Historic Trinity United Church manse may be demolished
Church says century-old building is too costly to repair and maintain
One of Thunder Bay's oldest churches wants to tear down the house that was built for its minister 100 years ago.
The Trinity United church manse on Algoma Street at Park Avenue is listed on the city's heritage registry, but the church says it's too costly to maintain.
The church is applying to demolish the century-old building.
Trinity council chair Shane Judge said the building hasn't served as a minister's home for about 20 years. It needs a lot of work that the church can’t afford to pay for.
"Because the priority of the church community at Trinity is to maintain the big, large beautiful - what we consider the real heritage building on the property - there just has not been the resources given our aging and declining membership."
Judge said a leaky roof contributed to the problem.
“There are at least three points on the roof where there is some significant leakage in the building,” he said.
“And because the leaks have been long-standing, they … have affected the upper part of the structure with water damage.”
Because the manse is on the heritage registry, city council has to approve its demolition. Judge said the church has written a letter to council to make that request. Council is expected to ask administration and the heritage advisory committee for its recommendations next week.
City archivist Matt Szybalski said requests like this are rare.
“This is the first time we've — in my tenure on the committee, which is about four or five years now — that we've ever had an application for a for a designated building to come down.”
Judge said historic items like stained-glass windows will be salvaged if the church gets the go-ahead to knock the manse down.
The building has deteriorated to the point where it's become a serious liability.- Trinity council chair Shane Judge.

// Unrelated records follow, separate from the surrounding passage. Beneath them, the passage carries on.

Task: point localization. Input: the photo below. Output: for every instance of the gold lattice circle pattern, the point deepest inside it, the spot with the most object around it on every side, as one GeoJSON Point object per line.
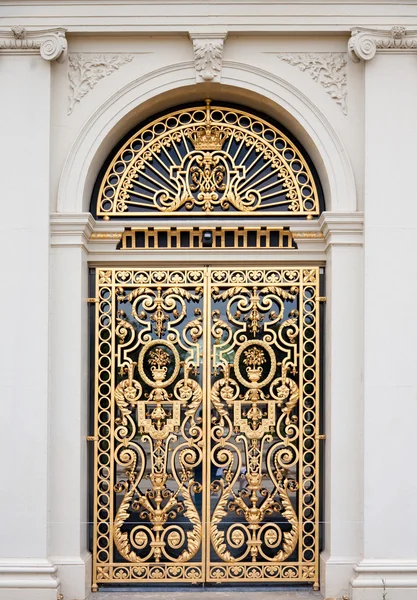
{"type": "Point", "coordinates": [208, 160]}
{"type": "Point", "coordinates": [206, 467]}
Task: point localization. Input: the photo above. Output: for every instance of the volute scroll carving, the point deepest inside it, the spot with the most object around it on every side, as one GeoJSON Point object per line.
{"type": "Point", "coordinates": [50, 43]}
{"type": "Point", "coordinates": [365, 43]}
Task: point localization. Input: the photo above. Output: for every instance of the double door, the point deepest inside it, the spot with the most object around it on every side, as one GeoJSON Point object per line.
{"type": "Point", "coordinates": [206, 425]}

"If we did try to bring it up to code, the costs would just mount, as anybody who's dealt with an old house in Thunder Bay would know. The costs become astronomical."
A tenant is currently living in the manse.

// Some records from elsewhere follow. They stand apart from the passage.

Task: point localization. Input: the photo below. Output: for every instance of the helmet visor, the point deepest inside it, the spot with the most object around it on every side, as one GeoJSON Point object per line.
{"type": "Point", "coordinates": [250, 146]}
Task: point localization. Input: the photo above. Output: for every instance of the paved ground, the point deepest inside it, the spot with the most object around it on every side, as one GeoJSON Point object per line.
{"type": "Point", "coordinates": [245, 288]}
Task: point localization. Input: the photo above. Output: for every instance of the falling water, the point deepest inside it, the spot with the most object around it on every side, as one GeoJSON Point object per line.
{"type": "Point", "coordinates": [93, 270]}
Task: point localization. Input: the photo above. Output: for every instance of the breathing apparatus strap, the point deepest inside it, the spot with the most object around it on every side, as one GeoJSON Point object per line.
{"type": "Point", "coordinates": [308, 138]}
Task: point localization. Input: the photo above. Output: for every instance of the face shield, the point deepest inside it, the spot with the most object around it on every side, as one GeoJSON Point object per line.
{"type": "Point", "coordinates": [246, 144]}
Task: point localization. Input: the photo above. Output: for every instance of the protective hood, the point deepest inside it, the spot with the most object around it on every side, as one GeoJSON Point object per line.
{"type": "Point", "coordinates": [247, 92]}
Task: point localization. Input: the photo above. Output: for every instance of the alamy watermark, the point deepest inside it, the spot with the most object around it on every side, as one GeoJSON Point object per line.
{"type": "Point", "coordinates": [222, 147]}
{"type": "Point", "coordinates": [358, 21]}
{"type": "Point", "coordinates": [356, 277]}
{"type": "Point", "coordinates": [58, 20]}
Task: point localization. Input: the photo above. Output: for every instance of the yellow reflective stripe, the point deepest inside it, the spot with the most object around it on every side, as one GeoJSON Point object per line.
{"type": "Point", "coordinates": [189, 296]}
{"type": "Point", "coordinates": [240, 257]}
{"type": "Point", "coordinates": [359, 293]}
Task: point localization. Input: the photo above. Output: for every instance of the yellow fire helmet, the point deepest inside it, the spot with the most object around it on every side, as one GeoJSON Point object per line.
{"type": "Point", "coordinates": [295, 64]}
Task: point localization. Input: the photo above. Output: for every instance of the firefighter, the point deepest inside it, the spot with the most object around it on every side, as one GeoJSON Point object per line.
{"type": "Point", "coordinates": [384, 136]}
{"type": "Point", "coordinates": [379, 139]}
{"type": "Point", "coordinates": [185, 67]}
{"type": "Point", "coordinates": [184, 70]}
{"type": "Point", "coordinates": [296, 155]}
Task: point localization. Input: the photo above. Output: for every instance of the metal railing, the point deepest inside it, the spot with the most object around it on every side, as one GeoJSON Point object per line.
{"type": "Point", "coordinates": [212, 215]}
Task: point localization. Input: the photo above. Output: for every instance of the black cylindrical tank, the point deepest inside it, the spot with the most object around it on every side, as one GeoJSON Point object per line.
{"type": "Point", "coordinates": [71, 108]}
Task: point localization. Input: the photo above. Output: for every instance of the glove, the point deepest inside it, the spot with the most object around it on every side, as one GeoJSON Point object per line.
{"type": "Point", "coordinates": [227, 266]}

"The building has deteriorated to the point where it's become a serious liability,” Judge said.
“We're worried about the safety of the tenant in the building. We've actually given the tenant notice that they have to vacate."
The church also has to receive approval from the United Church of Canada, which actually owns the property.
Should demolition occur, Judge said the church would like to create a green space there, as well as a few extra parking spaces.
Judge added that if the church can afford it, he'd also like to see some of the foundation stones salvaged and used to create a base for a new sign to identify the church.